Sue Salthouse is the ACT’s Senior Australian of the Year. Photo: Supplied.

When Sue Salthouse was thrown from her horse a quarter-century ago and ended up in a wheelchair, it wasn’t the end, but the beginning of a life of fierce, determined and ongoing advocacy.

The former Canberra citizen of the year has been named our Senior Australian of the Year, following in the footsteps of last year’s winner Dr Sue Packer, who went on to receive the national award earlier this year.

That’s not to say Sue Salthouse was expecting the honour; she described her reaction to the announcement as one of “extreme surprise”.

“It’s a great thing to happen for women with disabilities in the ACT,” she told Region Media. “It’s really important because we’re a strong lot but these things like this highlight that there is a divide and some women across the spectrum are not getting a fair go at anything.”

At 70, Sue continues to work in the disability sector, where she runs a consultancy company specialising in disability rights advocacy.

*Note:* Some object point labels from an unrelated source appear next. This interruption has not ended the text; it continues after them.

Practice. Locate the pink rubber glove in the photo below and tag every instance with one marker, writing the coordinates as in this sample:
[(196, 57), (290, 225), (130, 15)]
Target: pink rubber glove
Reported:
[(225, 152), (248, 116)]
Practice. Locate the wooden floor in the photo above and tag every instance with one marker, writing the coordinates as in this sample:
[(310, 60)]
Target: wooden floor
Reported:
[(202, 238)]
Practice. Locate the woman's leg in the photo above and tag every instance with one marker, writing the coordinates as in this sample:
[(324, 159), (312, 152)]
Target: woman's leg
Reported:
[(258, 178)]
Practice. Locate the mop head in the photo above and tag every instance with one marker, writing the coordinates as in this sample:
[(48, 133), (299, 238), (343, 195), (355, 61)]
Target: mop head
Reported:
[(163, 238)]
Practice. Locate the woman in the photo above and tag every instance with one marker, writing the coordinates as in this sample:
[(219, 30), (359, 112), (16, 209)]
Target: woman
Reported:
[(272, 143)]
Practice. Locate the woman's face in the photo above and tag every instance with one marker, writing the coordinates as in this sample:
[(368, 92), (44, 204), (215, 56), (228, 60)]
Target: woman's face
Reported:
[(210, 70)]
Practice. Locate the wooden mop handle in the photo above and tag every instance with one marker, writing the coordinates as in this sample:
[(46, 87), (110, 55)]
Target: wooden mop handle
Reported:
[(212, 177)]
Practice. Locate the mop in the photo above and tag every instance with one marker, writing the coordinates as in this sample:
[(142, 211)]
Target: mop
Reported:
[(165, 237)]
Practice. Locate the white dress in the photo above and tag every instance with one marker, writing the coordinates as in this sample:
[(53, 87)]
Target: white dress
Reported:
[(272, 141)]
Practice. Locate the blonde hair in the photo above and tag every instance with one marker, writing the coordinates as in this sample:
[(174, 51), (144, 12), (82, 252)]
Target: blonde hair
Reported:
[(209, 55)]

Speaking at the launch of the YWCA’s Our Lives report on women in the ACT, Salthouse said that many of the report’s findings around inequality identified the same problems that had spurred her own decades of activism on disability and women’s issues.

“We can’t expect to achieve anything as a community when women’s haven’t got housing and financial security,” she said.

“We have demonstrated how difficult that is in the ACT on a low income. I’m constantly gobsmacked by what women are expected to do on Newstart. It is not anywhere near a decent daily income, but they are expected to go out and look for jobs as well, and then we inhumanely assess their ability to do that.”

Salthouse says that persistence drives her, and the need to keep fighting in case incremental gains are lost in the political and social scrum.

“You need a change in leadership for the good but sometimes we get a change that doesn’t help our country evolve,” she says.

“In the ACT we have many positives happening but we need to look at where the gaps are, the intersectional effects that stop people getting services and jobs.”

Salthouse intends to put her ACT Senior Australian of the Year award to good use. “I’m just thinking about what’s essential to all women here in the ACT which I can highlight during this year,” she says.

“One cause is around income. Welfare payments should eliminate any references to being a burden. We now hear from the very highest levels that people on welfare are a burden. But welfare is a right in this country.

“We need to look at universal basic incomes and a wellbeing index that is not profit-driven. I think we need to shift our whole focus in this society, whether it’s towards issues like climate change protests advocating for our future, to creating greater respect for this country and to how we treat each other in our daily lives.”